Medicine & Research

Promising research still leaves open questions

By Dr. Ben Thrower
Stem Cell Therapy Compares Well Against DMTs
Promising research still leaves open questions
By Dr. Ben Thrower
Autologous hematopoietic stem cell transplantation (HSCT) is an aggressive treatment that may also be one of the most effective options for relapsing-remitting MS. A recently published study looked at how the HSCT compares to standard disease-modifying therapies for MS.
            As the number of treatment options for MS expand, much thought is being given about which therapy is best and for which individual. We still have more treatment options for relapsing forms of MS than for progressive ones. Ocrelizumab (Ocrevus) is the only FDA-approved option for primary progressive MS. For RRMS, research is showing that more effective therapies such natalizumab, ocrelizumab, and alemtuzumab may offer better chances of disease control when started as first-line treatments. Given this shift in thinking towards more effective therapies, where does HSCT fit in?
            HSCT can be either allogeneic or autologous. The former means that the stem cells come from someone other than yourself, typically a relative or other closely matched donor. Autologous means the stem cells come from you. The advantage of an autologous transplantation is the lack of potential for rejection and the lack of need for long term antirejection medications.
            HSCT can be myeloablative or nonmyelo-ablative. This refers to how aggressive the accompanying chemotherapy is and whether all the existing bone marrow is shut down or not. Nonmyeloablative spares some of the cells in the bone marrow, and may have fewer health risks.
            MS results from an immune attack on myelin and axons in the central nervous system. HSCT, in effect, reboots the immune system resulting in a fresh immune system that should not attack myelin. There are several steps to HSCT:
1. Stem cell expansion. Medications are given to encourage the bone marrow to make more stem cells and send them into the blood stream.
2. Stem cell collection. Autologous stem cells are collected from the blood stream. Some HSCT procedures then make more of these stem cells by cloning them. The stem cells are then saved.
3. Conditioning. A regimen of chemotherapy is given to shut down the existing immune system. This can be myeloablative or nonmyeloablative.
4. Transplantation. The saved autologous stem cells are given back via an infusion.
5. Engrafting. The stem cells generate a new immune system. Cell recovery tends to take about a month.

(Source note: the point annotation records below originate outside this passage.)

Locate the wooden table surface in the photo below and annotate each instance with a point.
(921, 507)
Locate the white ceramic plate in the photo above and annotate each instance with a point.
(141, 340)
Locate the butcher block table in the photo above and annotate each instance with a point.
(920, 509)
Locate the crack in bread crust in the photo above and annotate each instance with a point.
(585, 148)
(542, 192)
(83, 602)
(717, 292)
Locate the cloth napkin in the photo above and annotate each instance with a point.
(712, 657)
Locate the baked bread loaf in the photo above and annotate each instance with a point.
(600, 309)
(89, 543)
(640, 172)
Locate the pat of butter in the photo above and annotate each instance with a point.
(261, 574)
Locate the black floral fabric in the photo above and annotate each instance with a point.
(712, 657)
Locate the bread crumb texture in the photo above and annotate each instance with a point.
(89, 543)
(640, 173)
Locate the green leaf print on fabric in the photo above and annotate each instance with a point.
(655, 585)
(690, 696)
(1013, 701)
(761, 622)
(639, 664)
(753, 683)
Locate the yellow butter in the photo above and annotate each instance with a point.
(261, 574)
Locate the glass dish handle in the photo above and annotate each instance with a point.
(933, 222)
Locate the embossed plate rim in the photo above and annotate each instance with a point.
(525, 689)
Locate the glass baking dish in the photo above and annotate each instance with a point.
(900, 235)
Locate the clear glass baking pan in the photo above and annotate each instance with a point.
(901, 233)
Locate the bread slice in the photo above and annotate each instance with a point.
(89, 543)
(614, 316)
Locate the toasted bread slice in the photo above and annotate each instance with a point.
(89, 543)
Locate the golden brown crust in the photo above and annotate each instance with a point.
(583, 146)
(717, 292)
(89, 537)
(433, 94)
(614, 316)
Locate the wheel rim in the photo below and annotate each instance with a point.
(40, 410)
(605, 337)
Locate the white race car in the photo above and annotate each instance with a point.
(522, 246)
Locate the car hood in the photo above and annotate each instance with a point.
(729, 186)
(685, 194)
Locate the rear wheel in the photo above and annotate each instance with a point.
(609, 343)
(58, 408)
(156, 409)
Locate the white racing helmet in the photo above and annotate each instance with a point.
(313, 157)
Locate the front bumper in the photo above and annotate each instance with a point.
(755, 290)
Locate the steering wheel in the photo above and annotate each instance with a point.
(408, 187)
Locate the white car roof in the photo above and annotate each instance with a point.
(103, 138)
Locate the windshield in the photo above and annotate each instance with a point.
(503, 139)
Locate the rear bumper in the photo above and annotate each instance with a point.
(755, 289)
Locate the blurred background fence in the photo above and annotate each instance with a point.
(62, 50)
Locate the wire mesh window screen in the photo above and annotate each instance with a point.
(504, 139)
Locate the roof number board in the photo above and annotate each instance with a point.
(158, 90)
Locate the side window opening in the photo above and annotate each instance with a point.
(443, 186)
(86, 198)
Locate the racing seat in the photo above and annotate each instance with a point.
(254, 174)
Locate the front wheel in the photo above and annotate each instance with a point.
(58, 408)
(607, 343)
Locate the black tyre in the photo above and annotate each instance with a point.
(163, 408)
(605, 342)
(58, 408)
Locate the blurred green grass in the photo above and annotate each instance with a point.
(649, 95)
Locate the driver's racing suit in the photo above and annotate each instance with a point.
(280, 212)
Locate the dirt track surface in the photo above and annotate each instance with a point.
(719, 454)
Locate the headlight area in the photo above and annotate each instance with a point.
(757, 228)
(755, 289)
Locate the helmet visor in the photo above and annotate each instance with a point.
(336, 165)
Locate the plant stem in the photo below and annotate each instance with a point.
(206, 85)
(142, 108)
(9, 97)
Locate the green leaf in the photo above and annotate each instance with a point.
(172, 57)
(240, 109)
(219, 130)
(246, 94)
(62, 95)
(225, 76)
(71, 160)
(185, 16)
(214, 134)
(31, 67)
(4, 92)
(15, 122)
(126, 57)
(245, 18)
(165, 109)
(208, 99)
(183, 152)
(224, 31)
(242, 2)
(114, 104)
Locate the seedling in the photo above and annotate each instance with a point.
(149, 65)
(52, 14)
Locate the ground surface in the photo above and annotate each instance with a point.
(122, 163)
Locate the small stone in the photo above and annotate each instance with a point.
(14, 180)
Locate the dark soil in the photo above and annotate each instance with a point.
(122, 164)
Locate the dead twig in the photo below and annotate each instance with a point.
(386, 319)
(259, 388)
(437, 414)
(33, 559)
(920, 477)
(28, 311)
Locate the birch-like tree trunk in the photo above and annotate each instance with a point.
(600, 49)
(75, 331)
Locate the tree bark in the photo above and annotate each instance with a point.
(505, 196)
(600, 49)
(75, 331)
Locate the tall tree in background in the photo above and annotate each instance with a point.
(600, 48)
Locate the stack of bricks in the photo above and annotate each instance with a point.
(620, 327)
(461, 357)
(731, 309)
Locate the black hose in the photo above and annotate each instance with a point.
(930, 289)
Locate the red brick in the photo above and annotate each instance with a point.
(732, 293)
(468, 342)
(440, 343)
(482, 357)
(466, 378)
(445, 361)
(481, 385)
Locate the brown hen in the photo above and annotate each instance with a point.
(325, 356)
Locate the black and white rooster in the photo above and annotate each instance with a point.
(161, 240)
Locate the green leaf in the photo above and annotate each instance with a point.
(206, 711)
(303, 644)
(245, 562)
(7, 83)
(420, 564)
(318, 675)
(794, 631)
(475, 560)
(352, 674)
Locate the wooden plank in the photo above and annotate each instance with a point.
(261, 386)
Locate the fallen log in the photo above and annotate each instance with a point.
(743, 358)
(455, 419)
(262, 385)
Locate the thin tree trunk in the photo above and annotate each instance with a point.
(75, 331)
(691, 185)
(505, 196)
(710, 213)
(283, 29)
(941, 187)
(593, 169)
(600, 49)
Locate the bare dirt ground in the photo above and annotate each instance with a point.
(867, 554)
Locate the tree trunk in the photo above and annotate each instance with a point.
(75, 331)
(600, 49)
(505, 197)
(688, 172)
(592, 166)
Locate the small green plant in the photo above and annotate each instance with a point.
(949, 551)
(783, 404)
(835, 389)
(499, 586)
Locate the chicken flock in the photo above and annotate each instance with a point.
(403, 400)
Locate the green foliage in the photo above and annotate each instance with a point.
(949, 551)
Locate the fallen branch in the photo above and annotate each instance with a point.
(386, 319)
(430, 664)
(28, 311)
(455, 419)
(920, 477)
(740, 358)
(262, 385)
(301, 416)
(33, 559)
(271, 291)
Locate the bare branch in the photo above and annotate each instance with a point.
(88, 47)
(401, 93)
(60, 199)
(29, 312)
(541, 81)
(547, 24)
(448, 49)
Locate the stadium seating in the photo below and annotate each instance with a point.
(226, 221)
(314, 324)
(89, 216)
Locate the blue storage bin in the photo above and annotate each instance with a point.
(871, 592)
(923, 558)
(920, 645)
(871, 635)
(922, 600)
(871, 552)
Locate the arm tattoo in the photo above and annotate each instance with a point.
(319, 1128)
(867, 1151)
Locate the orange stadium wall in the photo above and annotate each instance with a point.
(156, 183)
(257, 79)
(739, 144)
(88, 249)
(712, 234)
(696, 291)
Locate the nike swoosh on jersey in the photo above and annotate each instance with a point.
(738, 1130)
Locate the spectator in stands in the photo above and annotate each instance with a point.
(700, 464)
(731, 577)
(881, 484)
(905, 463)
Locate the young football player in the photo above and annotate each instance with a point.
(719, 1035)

            One of the leading HSCT research groups in the U.S. recently published results of a study in which patients with RRMS treated with HSCT were compared to patients treated with standard MS disease-modifying therapies. This was a nonmyeloablative autologous HSCT procedure. Most patients on standard DMTs were on glatiramer acetate or an interferon therapy. There were a handful of natalizumab patients and no ocrelizumab or alemtuzumab patients. The median length of time at follow-up was two years. What did we learn?
            Nonmyeloablative autologous HSCT appeared safe in this study. There were no deaths or serious side effects during the time that people were followed. Ideally, we would like to see many years of follow-up to make sure there are no long-term effects, such as cancers or cardiopulmonary complications due to the chemotherapy used in the conditioning regimen. Safety does appear to be improving as we learn more about HSCT. In years past, HSCT was associated with death rates as high as 3 percent.
            The procedure appeared to be effective. MS progression was much less common in the patients treated with HSCT versus standard DMTs. What we really need to know now is how HSCT compares in a large study to natalizumab, ocrelizumab, or alemtuzumab. These drugs are increasingly being used as first-line treatments in RRMS because of their effectiveness. Will HSCT be looked at as a similar first-line option in the future?
            HSCT researchers have learned from prior studies that the procedure works best in certain people. Who is an ideal HSCT candidate?
1. A person with active RRMS. Ideally, this person has active clinical relapses and/or active inflammation on MRI.
2. The person does not have a progressive form of MS. This is especially disappointing because we have limited treatment options for progressive MS patients.
3. The person is under the age of 50.
4. For now, most HSCT candidates have had ongoing MS activity despite trying a standard DMT or two. Again, as we learn more about HSCT, this may change.
            Currently, there are more people interested in the procedure than there are places performing it. This has led many in the U.S. who have MS to seek treatment in other places like Mexico or Russia. Be a smart consumer! Do your research and speak with others who have gone this route.
            HSCT may offer more and more people with MS an effective way of stopping MS in its tracks, but we need to know more. Hopefully, HSCT research will continue and give us another effective tool in the fight against MS.